So what is going to support the front bow part of the tank? when the door are open? sorry I may have misread your post but sounded like those 2 sections will be large higned sections and don't see where the fron tank will be supported by something solid.


----------



## DeDeuce (May 18, 2007)

I'm glad you brought this up, because I could use some advice on this. The top and base panels will be attached to the existing structure and extend out past the front of the cabinet forming overhanging lips. The panels will have the bow cuts just like the door frames. The top panel is what tank will actually sit on. That being said, there will be ~ 5" at the curves apex which will overhang the main structure. As I've right now, I'm not planning on adding any load bearing to support the overhang because the majority of the tank weight will reside over the cabinet. If I need to I can easily incorporate a load bearing beam between the overhang of the top and bottom panels, but I'm thinking it might be overkill.
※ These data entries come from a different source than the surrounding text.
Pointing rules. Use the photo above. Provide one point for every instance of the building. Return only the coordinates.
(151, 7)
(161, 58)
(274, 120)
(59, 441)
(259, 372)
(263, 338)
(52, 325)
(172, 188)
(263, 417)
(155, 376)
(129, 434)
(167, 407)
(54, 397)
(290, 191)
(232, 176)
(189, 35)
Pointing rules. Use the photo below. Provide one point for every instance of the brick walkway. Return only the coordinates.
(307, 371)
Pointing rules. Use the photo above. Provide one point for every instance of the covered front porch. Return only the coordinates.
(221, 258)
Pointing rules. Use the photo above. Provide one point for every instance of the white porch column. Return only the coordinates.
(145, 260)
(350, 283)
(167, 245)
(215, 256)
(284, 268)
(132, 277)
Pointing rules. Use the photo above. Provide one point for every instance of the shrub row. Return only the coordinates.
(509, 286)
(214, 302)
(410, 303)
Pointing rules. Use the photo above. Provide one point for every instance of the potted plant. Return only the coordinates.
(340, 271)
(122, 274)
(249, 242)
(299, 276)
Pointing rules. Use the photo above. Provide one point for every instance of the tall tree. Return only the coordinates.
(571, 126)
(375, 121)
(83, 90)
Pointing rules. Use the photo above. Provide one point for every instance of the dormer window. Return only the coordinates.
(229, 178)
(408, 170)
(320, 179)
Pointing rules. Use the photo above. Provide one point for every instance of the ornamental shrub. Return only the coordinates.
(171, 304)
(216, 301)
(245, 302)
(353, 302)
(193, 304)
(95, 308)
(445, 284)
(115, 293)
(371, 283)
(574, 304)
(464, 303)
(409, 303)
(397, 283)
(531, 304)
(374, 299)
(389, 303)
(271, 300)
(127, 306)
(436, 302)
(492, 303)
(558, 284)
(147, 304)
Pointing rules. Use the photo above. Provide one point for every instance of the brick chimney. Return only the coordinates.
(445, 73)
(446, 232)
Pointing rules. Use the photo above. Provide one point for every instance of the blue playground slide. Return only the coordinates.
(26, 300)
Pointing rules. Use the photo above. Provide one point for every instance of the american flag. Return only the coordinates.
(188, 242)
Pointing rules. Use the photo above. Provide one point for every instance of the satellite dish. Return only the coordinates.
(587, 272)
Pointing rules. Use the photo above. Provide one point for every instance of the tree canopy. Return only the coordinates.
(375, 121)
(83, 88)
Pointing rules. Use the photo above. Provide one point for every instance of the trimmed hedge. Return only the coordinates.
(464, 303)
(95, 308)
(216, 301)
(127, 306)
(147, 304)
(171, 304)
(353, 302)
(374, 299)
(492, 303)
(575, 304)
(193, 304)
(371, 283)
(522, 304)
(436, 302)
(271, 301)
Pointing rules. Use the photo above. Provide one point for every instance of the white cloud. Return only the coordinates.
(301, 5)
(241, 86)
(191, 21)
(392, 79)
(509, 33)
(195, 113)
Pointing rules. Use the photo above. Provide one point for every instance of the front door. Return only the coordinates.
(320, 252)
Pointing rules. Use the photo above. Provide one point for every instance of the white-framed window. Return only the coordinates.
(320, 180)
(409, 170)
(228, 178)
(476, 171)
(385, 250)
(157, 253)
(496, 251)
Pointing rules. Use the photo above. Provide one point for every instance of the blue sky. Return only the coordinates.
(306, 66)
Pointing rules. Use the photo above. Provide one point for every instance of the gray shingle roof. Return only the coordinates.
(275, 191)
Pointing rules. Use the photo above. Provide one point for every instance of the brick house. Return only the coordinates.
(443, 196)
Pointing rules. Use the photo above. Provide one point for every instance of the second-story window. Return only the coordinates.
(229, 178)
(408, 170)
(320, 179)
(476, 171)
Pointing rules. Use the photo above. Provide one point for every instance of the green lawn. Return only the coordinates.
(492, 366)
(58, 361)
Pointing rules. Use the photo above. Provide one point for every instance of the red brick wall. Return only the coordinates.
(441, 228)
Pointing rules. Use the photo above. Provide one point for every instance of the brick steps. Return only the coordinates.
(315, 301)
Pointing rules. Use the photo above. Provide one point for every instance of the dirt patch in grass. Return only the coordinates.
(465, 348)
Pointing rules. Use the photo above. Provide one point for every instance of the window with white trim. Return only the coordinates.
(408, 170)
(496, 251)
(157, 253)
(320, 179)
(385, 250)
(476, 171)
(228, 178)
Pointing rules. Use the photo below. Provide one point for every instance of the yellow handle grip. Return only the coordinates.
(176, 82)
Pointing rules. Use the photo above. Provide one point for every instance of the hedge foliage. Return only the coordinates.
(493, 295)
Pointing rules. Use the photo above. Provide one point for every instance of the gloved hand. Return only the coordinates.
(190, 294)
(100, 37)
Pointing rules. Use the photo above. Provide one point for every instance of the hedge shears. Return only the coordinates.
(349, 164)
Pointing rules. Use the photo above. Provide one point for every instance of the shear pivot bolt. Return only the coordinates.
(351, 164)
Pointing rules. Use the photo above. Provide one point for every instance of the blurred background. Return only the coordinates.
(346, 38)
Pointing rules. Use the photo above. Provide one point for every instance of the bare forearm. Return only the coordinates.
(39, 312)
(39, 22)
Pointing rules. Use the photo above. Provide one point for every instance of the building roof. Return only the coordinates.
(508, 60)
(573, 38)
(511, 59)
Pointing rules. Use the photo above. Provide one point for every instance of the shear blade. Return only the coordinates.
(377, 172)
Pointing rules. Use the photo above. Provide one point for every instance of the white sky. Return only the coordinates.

I've over built this thing big time already, I think it would support a school bus so I dont think having the weight distrubted off dead center a bit will be an isuue, but by all means please weigh in.


----------



## Craigthor (Sep 9, 2007)

My concern would be the long term as with no solid support when teh doors are open that would be hte first place likely to fail. Might not seem like much but when you factor in 450-500 lbs full setup that is where the pressure will be headed as it is unsupported. tanks should always be supported well around the entire bottom trim of the tank.

Craig


----------



## Guns286 (Sep 17, 2009)

Sorry to jump in here but maby the answer to my question can help both DeDeuce and me. I'm still in the design process of making a bowfront stand for my 75g and the ideas change as a new ones pop into my head. I, too, am concerned about the load baring ability of the "hang over" section of the top of the stand (6"). My idea is to add a 2"x2", vertically, between the upper and lower "hang overs", at the apex of the curve. I sketched it out on Google Sketchup but I cant import the picture here. The 4 corners and the rear are supported by vertical 2"x4"'s. Like DeDeuce said, I think most of the weight will be supported by the other vertical boards but, just incase, I wanted to add the 2"x2". Do you guys thing it's strong enough to hold the weight, over time? 
By the way DeDeuce, I was stuck on the doors but your idea is perfect. It should look great.


----------



## Hoppy (Dec 24, 2005)

Most glass tanks have a plastic rim around the bottom, that sticks out lower than the glass, so the tank's weight is only on that rim. I don't believe it will work, for that type of tank, to leave the front edge unsupported. If your tank has a flat bottom, as one of mine has, then it might work fine without that front edge supported. The 2 x 2 vertical support between the top and bottom plates should work too, but the sketch doesn't show there being a full support plate under the tank, so it wouldn't work for that design.


----------



## catchandrelease (Feb 12, 2010)

I would say your only option is a minimum 3/4" plywood, with the alternating grain patterns that will provide to most strength, the main thing you must think is that wood flexes, glass doesnt. 
I would say you need support under the overhang, i would receed the support the thickness of the cabinet doors so you cannot see it unless the doors are open. I would personally also double up the plywood top to ensure no chance of flexing, glue the two sheets together and screw them with 1 1/4" screws a 6" on center. Then youll have no flex (no cracking glass).


----------



## JasonC (Apr 16, 2009)

I dont know guys... He has basically designed a cantilever. Cantilevers are extremely strong when built right (see:Falling Water). For a 6" overhang, I think that this could work IF the back side of the top plate is *firmly* attached to the frame... glue and screws are a definite. I also seriously agree with C&R's suggestion of double layering ply.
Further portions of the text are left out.